A case study on confidence-based iterative pseudolabeling for classification

In machine learning, the more data you get, the better results you get, the more expensive and time-consuming it is to label it. What if we could use the huge amounts of unlabeled data that are usually easy to obtain? This is where pseudo-labeling comes in handy.

TL;DR: I conducted a case study on the MNIST dataset and improved my model accuracy from 90% to 95% by applying iterative confidence-based pseudolabeling. This article covers the details of what pseudolabeling is, along with practical tips and insights from my experiments.

Pseudolabeling is a type of semi-supervised learning. It bridges the gap between supervised learning (where all data is labeled) and unsupervised learning (where none of the data is labeled).

Flowchart illustrating the procedure on the MNIST dataset. Derived from Yann LeCun, Corinna Cortes, and Christopher JC Burges. Licensed under CC BY-SA 3.0.

The exact procedure I followed was as follows:

We start with a small amount of labeled data and train our model on it.
The model makes predictions on unlabeled data.
We select the predictions in which the model has the most confidence (for example, above 95% confidence) and treat them as if they were real labelshoping they are trustworthy enough.
We add this “pseudo-labeled” data to our training set and retrain the model.
We can repeat this process multiple times, allowing the model to learn from the growing set of pseudo-labeled data.

While this approach may introduce some incorrect labels, the benefit comes from the significantly larger amount of training data.

The idea of a model learning from its own predictions may raise some eyebrows. After all, aren’t we trying to create something from nothing, relying on an “echo chamber” in which the model simply reinforces its own initial biases and errors?

This concern is valid. You might be reminded of the legendary Baron Münchhausen, who claimed to have climbed out of a swamp with his own hair, along with his horse – something physically impossible. Similarly, if a model relies solely on its own potentially erroneous predictions, it risks getting caught in a self-reinforcing loop, like people trapped in echo chambers who hear only their own beliefs reflected back to them.

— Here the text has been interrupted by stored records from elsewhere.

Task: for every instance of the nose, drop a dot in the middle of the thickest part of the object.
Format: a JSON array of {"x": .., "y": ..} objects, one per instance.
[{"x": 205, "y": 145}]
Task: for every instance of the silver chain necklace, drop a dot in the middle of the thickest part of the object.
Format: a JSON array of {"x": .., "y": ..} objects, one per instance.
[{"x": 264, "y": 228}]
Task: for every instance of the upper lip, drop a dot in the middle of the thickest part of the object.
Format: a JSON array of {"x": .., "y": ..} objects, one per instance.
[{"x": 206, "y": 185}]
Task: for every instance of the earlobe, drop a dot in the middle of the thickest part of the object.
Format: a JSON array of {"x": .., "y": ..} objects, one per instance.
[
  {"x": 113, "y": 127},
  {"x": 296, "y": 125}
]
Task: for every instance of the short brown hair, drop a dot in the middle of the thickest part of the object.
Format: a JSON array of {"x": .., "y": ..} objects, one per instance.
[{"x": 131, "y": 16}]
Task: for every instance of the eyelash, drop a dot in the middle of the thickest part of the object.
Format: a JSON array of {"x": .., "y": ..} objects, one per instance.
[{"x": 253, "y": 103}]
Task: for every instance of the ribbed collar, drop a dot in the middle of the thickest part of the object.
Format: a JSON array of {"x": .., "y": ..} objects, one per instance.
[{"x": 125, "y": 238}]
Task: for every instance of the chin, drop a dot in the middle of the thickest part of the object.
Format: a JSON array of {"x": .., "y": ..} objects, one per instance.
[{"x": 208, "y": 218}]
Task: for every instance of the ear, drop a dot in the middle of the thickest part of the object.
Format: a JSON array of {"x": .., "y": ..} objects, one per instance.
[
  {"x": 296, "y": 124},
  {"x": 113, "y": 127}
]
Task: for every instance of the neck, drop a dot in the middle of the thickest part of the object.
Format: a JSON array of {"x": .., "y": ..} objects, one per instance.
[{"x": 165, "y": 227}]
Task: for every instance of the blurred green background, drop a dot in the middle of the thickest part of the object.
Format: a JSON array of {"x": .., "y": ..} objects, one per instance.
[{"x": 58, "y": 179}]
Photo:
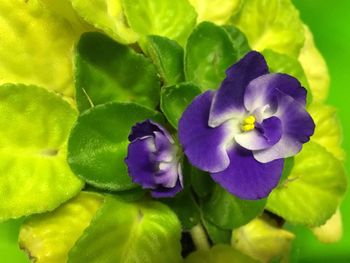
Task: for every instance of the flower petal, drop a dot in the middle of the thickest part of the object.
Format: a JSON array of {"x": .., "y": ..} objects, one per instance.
[
  {"x": 263, "y": 90},
  {"x": 139, "y": 161},
  {"x": 163, "y": 192},
  {"x": 204, "y": 146},
  {"x": 297, "y": 126},
  {"x": 167, "y": 175},
  {"x": 268, "y": 133},
  {"x": 229, "y": 99},
  {"x": 247, "y": 178},
  {"x": 146, "y": 128}
]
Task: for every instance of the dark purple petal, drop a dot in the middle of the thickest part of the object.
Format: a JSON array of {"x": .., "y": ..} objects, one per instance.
[
  {"x": 146, "y": 128},
  {"x": 229, "y": 99},
  {"x": 263, "y": 90},
  {"x": 205, "y": 147},
  {"x": 297, "y": 126},
  {"x": 265, "y": 135},
  {"x": 247, "y": 178},
  {"x": 166, "y": 151},
  {"x": 139, "y": 161},
  {"x": 167, "y": 175},
  {"x": 163, "y": 192}
]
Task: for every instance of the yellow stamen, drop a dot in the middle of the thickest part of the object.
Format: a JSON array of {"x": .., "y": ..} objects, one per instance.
[{"x": 248, "y": 123}]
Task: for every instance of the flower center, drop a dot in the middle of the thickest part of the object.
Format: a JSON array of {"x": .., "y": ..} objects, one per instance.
[{"x": 248, "y": 123}]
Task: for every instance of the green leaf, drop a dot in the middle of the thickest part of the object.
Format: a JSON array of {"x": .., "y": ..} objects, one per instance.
[
  {"x": 219, "y": 253},
  {"x": 35, "y": 47},
  {"x": 238, "y": 39},
  {"x": 108, "y": 16},
  {"x": 9, "y": 249},
  {"x": 34, "y": 174},
  {"x": 201, "y": 181},
  {"x": 273, "y": 24},
  {"x": 209, "y": 52},
  {"x": 328, "y": 132},
  {"x": 98, "y": 143},
  {"x": 175, "y": 99},
  {"x": 315, "y": 67},
  {"x": 227, "y": 211},
  {"x": 318, "y": 177},
  {"x": 216, "y": 234},
  {"x": 263, "y": 240},
  {"x": 185, "y": 207},
  {"x": 107, "y": 71},
  {"x": 172, "y": 19},
  {"x": 216, "y": 11},
  {"x": 167, "y": 55},
  {"x": 130, "y": 232},
  {"x": 49, "y": 237}
]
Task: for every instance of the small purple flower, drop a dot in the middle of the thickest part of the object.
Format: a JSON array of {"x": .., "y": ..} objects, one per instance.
[
  {"x": 242, "y": 132},
  {"x": 152, "y": 160}
]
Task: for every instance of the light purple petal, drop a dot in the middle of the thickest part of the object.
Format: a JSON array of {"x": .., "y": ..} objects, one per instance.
[
  {"x": 205, "y": 147},
  {"x": 247, "y": 178},
  {"x": 263, "y": 90},
  {"x": 229, "y": 99},
  {"x": 297, "y": 126},
  {"x": 268, "y": 133},
  {"x": 163, "y": 192},
  {"x": 139, "y": 161}
]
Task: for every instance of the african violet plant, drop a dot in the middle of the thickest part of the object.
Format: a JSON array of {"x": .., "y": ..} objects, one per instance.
[{"x": 164, "y": 131}]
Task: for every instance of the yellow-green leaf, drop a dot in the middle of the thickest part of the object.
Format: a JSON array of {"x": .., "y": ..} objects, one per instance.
[
  {"x": 262, "y": 240},
  {"x": 34, "y": 173},
  {"x": 217, "y": 11},
  {"x": 271, "y": 24},
  {"x": 49, "y": 237},
  {"x": 315, "y": 67},
  {"x": 328, "y": 132},
  {"x": 36, "y": 47}
]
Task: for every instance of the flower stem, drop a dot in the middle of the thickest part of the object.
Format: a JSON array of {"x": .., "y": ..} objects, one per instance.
[{"x": 199, "y": 237}]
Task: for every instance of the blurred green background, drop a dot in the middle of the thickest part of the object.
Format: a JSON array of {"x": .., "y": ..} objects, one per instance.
[{"x": 330, "y": 23}]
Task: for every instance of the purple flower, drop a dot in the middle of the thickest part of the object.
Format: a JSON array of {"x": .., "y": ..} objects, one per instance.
[
  {"x": 152, "y": 160},
  {"x": 242, "y": 132}
]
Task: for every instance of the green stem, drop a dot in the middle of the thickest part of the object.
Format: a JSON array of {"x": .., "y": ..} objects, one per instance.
[{"x": 199, "y": 237}]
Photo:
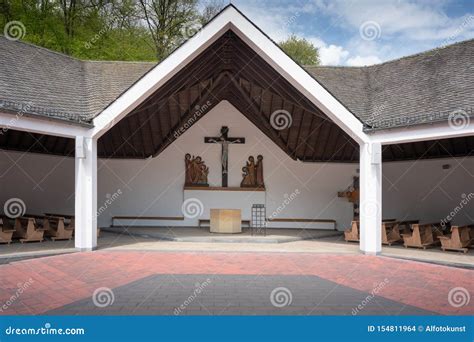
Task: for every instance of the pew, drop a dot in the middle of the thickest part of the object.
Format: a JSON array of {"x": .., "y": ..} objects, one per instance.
[
  {"x": 29, "y": 229},
  {"x": 352, "y": 234},
  {"x": 391, "y": 232},
  {"x": 471, "y": 234},
  {"x": 458, "y": 240},
  {"x": 6, "y": 230},
  {"x": 422, "y": 236},
  {"x": 58, "y": 227}
]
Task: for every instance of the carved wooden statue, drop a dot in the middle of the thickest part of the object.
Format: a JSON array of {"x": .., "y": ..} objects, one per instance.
[
  {"x": 252, "y": 174},
  {"x": 196, "y": 171}
]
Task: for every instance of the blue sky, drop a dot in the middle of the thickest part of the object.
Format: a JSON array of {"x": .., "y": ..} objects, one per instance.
[{"x": 364, "y": 32}]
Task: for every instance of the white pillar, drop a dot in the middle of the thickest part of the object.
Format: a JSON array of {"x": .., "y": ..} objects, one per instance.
[
  {"x": 86, "y": 194},
  {"x": 370, "y": 198}
]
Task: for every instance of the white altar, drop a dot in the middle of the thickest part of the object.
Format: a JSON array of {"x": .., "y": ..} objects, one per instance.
[{"x": 223, "y": 198}]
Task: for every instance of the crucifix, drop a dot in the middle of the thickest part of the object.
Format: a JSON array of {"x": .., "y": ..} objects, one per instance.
[{"x": 224, "y": 140}]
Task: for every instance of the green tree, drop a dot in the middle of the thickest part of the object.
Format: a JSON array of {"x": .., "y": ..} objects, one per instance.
[
  {"x": 301, "y": 50},
  {"x": 170, "y": 22}
]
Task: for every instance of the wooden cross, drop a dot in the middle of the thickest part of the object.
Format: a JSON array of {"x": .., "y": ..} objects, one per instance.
[{"x": 224, "y": 140}]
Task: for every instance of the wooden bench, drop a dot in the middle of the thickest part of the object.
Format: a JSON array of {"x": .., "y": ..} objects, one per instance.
[
  {"x": 29, "y": 228},
  {"x": 391, "y": 232},
  {"x": 6, "y": 230},
  {"x": 58, "y": 227},
  {"x": 458, "y": 240},
  {"x": 352, "y": 234},
  {"x": 422, "y": 236}
]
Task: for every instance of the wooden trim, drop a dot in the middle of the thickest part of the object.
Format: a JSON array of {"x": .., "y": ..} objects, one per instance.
[
  {"x": 219, "y": 188},
  {"x": 300, "y": 220},
  {"x": 164, "y": 218}
]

So can pseudo-labeling really be effective without falling into this trap?

The answer is YeahAlthough this story of Baron Münchhausen is obviously a fairy tale, it is possible to imagine a blacksmith who advances through the ages. He starts with basic stone tools (the initial labeled data). With these, he forges rudimentary copper tools (pseudo-labels) from raw ore (unlabeled data). These copper tools, while still rudimentary, allow him to work in Previously unviable Tasks that ultimately lead to the creation of tools made of bronze, iron, etc. This iterative process is crucial: Steel swords cannot be forged using a stone hammer.

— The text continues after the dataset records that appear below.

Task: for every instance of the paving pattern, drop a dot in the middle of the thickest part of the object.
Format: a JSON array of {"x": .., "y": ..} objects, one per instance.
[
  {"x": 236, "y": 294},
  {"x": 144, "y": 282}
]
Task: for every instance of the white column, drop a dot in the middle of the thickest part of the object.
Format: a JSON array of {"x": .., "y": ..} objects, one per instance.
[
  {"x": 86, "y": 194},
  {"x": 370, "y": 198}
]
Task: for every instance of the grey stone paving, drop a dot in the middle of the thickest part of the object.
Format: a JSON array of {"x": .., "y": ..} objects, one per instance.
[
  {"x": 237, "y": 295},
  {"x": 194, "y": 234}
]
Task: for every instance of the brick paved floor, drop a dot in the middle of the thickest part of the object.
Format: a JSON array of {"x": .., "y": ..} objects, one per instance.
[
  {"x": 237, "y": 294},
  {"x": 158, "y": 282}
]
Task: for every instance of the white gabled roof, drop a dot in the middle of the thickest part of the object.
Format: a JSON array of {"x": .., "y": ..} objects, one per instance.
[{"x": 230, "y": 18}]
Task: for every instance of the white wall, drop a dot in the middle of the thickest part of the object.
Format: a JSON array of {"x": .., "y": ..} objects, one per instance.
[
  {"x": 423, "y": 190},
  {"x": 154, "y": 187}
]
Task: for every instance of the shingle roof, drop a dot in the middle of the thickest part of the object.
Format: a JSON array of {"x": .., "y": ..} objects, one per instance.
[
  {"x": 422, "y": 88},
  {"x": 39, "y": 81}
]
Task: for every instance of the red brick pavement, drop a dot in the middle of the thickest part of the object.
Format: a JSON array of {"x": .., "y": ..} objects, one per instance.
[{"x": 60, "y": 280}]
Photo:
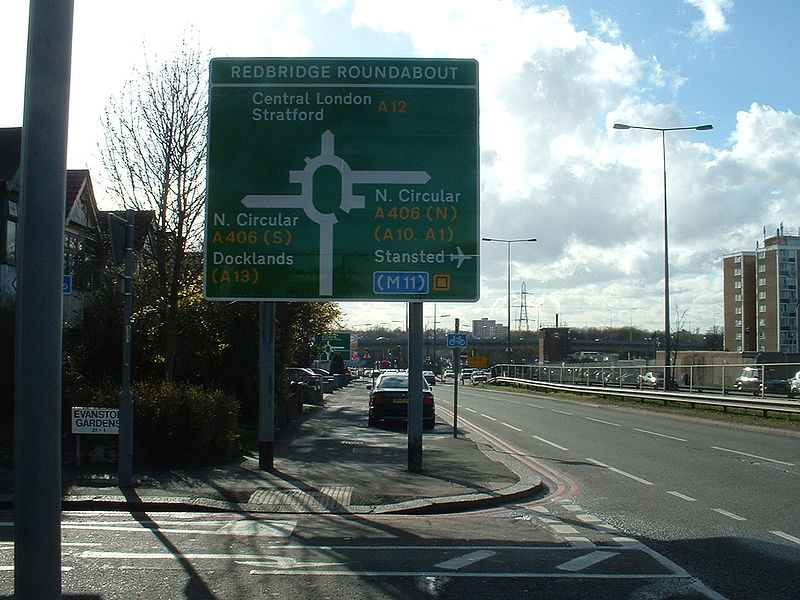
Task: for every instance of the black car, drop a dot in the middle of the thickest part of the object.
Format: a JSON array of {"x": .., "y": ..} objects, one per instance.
[{"x": 388, "y": 400}]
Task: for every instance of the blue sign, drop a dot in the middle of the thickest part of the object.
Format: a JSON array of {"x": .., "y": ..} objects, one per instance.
[
  {"x": 400, "y": 282},
  {"x": 456, "y": 340}
]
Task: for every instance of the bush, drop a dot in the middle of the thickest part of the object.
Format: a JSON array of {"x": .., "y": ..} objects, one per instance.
[{"x": 177, "y": 424}]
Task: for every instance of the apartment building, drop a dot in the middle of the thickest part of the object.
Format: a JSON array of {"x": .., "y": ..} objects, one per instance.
[{"x": 760, "y": 296}]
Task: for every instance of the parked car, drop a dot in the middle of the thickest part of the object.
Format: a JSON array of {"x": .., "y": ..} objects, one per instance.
[
  {"x": 479, "y": 377},
  {"x": 388, "y": 400},
  {"x": 328, "y": 380},
  {"x": 305, "y": 375},
  {"x": 655, "y": 380},
  {"x": 750, "y": 380},
  {"x": 793, "y": 386}
]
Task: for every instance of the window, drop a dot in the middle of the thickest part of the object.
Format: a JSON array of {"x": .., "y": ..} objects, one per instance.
[{"x": 8, "y": 230}]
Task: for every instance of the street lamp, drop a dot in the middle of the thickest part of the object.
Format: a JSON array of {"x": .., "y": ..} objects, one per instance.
[
  {"x": 508, "y": 279},
  {"x": 434, "y": 335},
  {"x": 663, "y": 130}
]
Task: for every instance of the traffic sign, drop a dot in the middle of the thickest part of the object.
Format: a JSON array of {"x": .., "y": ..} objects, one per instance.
[
  {"x": 457, "y": 340},
  {"x": 342, "y": 179}
]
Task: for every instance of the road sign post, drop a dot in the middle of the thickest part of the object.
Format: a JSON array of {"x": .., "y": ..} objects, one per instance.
[{"x": 342, "y": 179}]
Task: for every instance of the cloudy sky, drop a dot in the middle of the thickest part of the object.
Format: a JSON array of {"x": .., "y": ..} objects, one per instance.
[{"x": 554, "y": 78}]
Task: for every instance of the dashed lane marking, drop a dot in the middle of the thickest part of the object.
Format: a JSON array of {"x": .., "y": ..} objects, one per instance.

Just like the blacksmith, in machine learning we can achieve a similar progression by:

Rigorous thresholds:The out-of-sample accuracy of the model is limited by the proportion of correct training labels. If 10% of the labels are incorrect, the model accuracy will not significantly exceed 90%. Therefore, it is important to allow as few incorrect labels as possible.
Measurable feedbackConstantly evaluating model performance on a separate test set acts as a reality check, ensuring that we are making real progress and not just reinforcing existing bugs.
The human being in the circuitIncorporating human feedback in the form of manual review of pseudolabels or manual labeling of low-confidence data can provide valuable course correction.

Pseudolabeling, when done correctly, can be a powerful tool for making the most of small labeled data sets, as we will see in the following case study.

I performed my experiments on the MNIST dataset, a classic collection of 28×28 pixel handwritten digit images widely used to evaluate machine learning models. It consists of 60,000 training images and 10,000 test images. The goal is to predict, from the 28×28 pixels, which digit is written.

I trained a simple CNN on an initial set of 1000 labeled images, leaving 59,000 unlabeled. I then used the trained model to predict the labels of the unlabeled images. Predictions with confidence above a certain threshold (e.g. 95%) were added to the training set, along with their predicted labels. The model was then retrained on this expanded dataset. This process was repeated iteratively, up to ten times or until there was no more unlabeled data.

This experiment was repeated with different numbers of initially labeled images and confidence thresholds.